Vic 'n Bob, as most of their fans (and Britain) call them, both started out in the North of England in the year 1959, growing up a mere 12 miles apart but never meeting. As soon as he came of age, Vic (real name James Moir) moved south with a group of friends interested in music and entertaining. Bob headed for Brighton in pursuit of a university degree, with no thoughts of getting into show business. Vic began doing stand-up comedy and chose "Vic Reeves" as just one of many different stage aliases he would use each night and for some reason it stuck. He quickly gained popularity on the South London pub circuit for his zany performances which were unique among of the fashionably trendy "political" comics at the time in the late 80s. Meanwhile, Bob became a solicitor.

Bob attended one of Vic's marathon three hour performances, which was part music, part satire of variety shows, some physical comedy; in other words, anything for a laugh, which he now admits was mostly "performance art" most of the time. They met, hit it off immediately and Vic and Bob began collaborating. Vic also made an early TV appearance on The Tube in 1986, doing the first of his send-ups of game show hosts.

Television came calling, namely Channel 4 which was making a name for itself with the sort of edgy, you've-never-seen-this-before type of entertainment which Vic and Bob were becoming known for. Vic Reeves Big Night Out premiered in 1990, with Bob taking 10 weeks off from his solicitor job to film the series. He never went back to work afterwards, confessing about his legal career, "I wasn't any good at it." Though an instant cult sensation, Vic Reeves Big Night Out was still too weird for mainstream audiences to get. It appeared to some people that two madmen had been let loose on TV to do whatever amused them whether the audience got it or not. Afterwards, they did a live stage show tour based on the show but knew they wanted to move on.

BBC-2 came calling, and with Charlie Higson (The Fast Show) as a producer, they created The Smell of Reeves & Mortimer in 1993 combining sketches with their "sitting behind a desk" host interaction. I said at the time, "Another series of BBC-2 double-act comedy, with songs, hi-jinx, and other non-sequiturs. Not every bit works, but the energy of the show is undeniable." Their partnership was now equal, both in the title and in realizing the various characters and situations.

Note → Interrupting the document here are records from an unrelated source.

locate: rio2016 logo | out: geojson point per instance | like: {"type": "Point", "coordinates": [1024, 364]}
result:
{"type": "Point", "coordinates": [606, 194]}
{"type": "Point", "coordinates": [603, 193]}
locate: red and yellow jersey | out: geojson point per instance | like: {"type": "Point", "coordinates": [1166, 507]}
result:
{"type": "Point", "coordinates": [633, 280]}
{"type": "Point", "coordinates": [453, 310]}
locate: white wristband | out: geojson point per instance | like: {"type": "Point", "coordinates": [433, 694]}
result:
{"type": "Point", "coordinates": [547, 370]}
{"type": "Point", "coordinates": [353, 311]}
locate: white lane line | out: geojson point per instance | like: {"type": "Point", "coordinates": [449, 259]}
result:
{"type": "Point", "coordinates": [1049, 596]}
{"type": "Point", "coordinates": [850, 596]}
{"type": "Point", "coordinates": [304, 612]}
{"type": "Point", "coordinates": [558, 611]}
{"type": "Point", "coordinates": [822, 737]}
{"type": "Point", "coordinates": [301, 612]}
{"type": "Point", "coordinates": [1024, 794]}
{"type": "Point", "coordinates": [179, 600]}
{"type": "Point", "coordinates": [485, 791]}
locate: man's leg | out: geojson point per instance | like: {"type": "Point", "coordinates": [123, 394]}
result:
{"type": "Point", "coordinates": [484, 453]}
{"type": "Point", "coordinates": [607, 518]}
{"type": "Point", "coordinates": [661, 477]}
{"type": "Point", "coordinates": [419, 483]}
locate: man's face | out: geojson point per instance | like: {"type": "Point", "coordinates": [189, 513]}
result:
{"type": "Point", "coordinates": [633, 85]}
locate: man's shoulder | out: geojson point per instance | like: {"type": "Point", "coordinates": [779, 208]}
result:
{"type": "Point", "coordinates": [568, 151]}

In 1995 (after doing a second season of The Smell of Reeves and Mortimer) they debuted their most popular program to date, the comedy quiz show Shooting Stars. It was created so they could have an on-air "gang" of co-conspirators, in this case celebrities who would be willing participants in this extended game show parody. It made household names of former weathergirl and Gladiator host Ulrika Jonsson and comic Mark Lamarr as the weekly team captains, as well as willing accomplices in pre-taped sketches. Each episode ended with a celebrity guest "winner" to have to perform some bizarre stunt, using involving very odd props. The nonsense words that Vic used like "eranu" became national catchphrases. They did three years of Shooting Stars and then a live stage show version (teamed up with The Fast Show crew) before again deciding it was time again for something new before the joke became stale.